Argentinian authorities are recommending that Buenos Aires residents leave the city during the summit of the Group of 20 industrialised nations at the end of the month, local media reported yesterday.
“We recommend to residents that they go. Many areas will be closed to the public because the security measures will be very heavy,” the cable news channel America 24 quoted Security Minister Patricia Bullrich as saying.
Argentina will deploy around 20,000 security force members during the summit, which will bring leaders including US President Donald Trump and Russia’s Vladimir Putin to the capital on November 30 and December 1.
The airspace above Buenos Aires will be closed on a radius of 460km, according to the website Infobae.
An alliance representing dozens of organisations has announced protests against the summit.
The Argentinian government has ordered that November 30 will be a holiday.
“Our recommendation is that you use the long week-end to leave. Leave on Thursday, because Buenos Aires will be very complicated,” Bullrich said.
Some 3mn people live in the Argentinian capital, and about the same number commute to the city daily.
There has also been concern over recent incidents, including a man interfering with the communications system of Buenos Aires’ Jorge Newbery airport.
Earlier Argentine officials said they have arrested 12 presumed anarchists in connection with two homemade bomb attacks two weeks before the summit.
One bomb exploded on Wednesday night near the mausoleum of a police chief assassinated by anarchists on November 14, 1909. A woman suspected of involvement was injured and hospitalised in a coma, authorities said.
In a second incident, police said a man was arrested after throwing a bag of explosives at the home of judge Claudio Bonado, who is leading a high-profile probe into alleged corruption by officials of the former left-leaning government. Those devices didn’t go off until a controlled detonation by police.
Ten people were arrested at a home in the capital where Security Minister Patricia Bullrich said material similar to the explosive devices was found.
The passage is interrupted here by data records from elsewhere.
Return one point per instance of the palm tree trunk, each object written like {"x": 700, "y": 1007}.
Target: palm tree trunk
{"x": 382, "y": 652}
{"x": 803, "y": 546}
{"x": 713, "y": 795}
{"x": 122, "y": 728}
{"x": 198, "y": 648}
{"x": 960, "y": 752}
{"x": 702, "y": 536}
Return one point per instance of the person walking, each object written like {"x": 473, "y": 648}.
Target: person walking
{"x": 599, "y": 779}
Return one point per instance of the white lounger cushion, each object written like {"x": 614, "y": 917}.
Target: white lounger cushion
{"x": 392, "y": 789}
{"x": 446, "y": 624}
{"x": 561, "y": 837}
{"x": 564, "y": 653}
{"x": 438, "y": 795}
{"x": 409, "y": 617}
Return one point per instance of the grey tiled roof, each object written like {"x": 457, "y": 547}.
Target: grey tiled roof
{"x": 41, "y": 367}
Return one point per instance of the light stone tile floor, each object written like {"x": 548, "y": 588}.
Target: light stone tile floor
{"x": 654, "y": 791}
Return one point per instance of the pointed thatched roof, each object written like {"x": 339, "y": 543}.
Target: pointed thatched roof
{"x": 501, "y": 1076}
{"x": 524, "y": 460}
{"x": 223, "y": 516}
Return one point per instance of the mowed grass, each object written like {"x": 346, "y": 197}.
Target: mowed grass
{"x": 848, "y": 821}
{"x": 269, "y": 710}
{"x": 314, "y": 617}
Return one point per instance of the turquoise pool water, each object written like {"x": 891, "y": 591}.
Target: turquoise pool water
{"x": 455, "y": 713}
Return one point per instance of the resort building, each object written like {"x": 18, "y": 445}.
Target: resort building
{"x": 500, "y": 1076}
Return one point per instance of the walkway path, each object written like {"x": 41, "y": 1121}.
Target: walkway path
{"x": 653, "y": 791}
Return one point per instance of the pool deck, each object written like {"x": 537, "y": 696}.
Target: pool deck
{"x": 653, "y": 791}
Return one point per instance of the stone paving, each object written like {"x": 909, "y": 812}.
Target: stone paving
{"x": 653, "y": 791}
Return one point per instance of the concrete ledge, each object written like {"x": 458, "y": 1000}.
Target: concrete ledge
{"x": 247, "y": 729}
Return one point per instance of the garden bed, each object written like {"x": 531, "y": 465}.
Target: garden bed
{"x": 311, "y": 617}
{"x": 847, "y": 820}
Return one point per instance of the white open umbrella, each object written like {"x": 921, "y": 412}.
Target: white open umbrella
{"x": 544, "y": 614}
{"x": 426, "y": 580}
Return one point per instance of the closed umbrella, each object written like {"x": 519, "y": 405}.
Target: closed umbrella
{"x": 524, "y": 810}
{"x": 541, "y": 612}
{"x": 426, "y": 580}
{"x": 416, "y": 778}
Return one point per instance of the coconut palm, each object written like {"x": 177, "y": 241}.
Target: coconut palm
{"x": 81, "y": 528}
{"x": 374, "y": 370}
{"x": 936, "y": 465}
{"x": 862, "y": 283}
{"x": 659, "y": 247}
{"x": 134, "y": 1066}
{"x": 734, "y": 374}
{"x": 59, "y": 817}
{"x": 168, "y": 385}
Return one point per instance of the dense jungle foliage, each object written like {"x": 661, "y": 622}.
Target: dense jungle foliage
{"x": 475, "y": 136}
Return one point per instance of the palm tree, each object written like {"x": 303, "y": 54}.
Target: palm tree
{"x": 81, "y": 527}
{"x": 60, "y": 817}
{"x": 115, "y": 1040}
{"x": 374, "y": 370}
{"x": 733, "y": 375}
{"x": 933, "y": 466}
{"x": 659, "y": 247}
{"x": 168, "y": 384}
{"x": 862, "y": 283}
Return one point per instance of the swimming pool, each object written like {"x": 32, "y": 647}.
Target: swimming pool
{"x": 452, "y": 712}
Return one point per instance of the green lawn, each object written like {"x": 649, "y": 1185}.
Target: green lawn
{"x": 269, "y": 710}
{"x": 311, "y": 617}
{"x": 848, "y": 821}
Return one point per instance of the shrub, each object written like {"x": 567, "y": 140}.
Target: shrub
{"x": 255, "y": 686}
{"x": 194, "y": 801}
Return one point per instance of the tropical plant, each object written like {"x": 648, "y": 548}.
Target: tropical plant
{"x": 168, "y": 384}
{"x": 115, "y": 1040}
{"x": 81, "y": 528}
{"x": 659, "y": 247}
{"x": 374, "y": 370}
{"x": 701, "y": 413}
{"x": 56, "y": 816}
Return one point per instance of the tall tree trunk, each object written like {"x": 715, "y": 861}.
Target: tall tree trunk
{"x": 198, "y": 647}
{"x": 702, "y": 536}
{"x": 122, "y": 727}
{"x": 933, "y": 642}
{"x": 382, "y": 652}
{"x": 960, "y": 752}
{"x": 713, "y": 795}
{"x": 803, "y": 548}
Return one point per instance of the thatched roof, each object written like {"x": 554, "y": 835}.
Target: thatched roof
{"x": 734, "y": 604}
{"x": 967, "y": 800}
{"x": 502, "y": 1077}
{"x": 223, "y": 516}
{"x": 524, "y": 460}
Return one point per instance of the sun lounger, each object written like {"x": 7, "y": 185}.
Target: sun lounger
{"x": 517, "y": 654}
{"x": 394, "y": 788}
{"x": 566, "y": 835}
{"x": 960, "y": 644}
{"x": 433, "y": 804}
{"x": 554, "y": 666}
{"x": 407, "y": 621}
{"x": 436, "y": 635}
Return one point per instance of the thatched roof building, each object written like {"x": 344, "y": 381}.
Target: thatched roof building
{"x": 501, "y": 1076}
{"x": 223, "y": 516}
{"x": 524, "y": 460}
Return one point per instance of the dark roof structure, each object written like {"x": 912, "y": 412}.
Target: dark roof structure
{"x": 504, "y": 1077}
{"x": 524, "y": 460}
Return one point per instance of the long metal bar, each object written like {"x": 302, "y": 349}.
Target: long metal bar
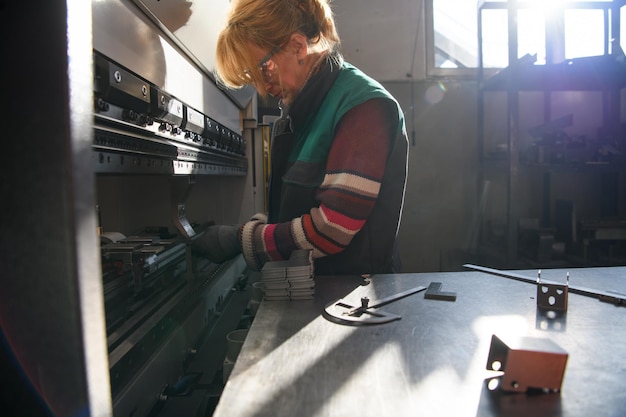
{"x": 608, "y": 296}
She blamed both attacks on people with “an anarchist orientation.”
“We have seized fuses, powder, pipes, grinders and nails,” police chief Nestor Roncaglica told reporters.
Officials didn’t say if the attacks were aimed at the November 30-January 1 summit, but Justice Minister German Garavano said security would be redoubled and a G20 summit co-ordinator, Hernan Lombardi, said security for the gathering was at maximum alert.
Argentine President Mauricio Macri told Radio Don de La Pampa that those responsible for the law “are going to pay the consequences.”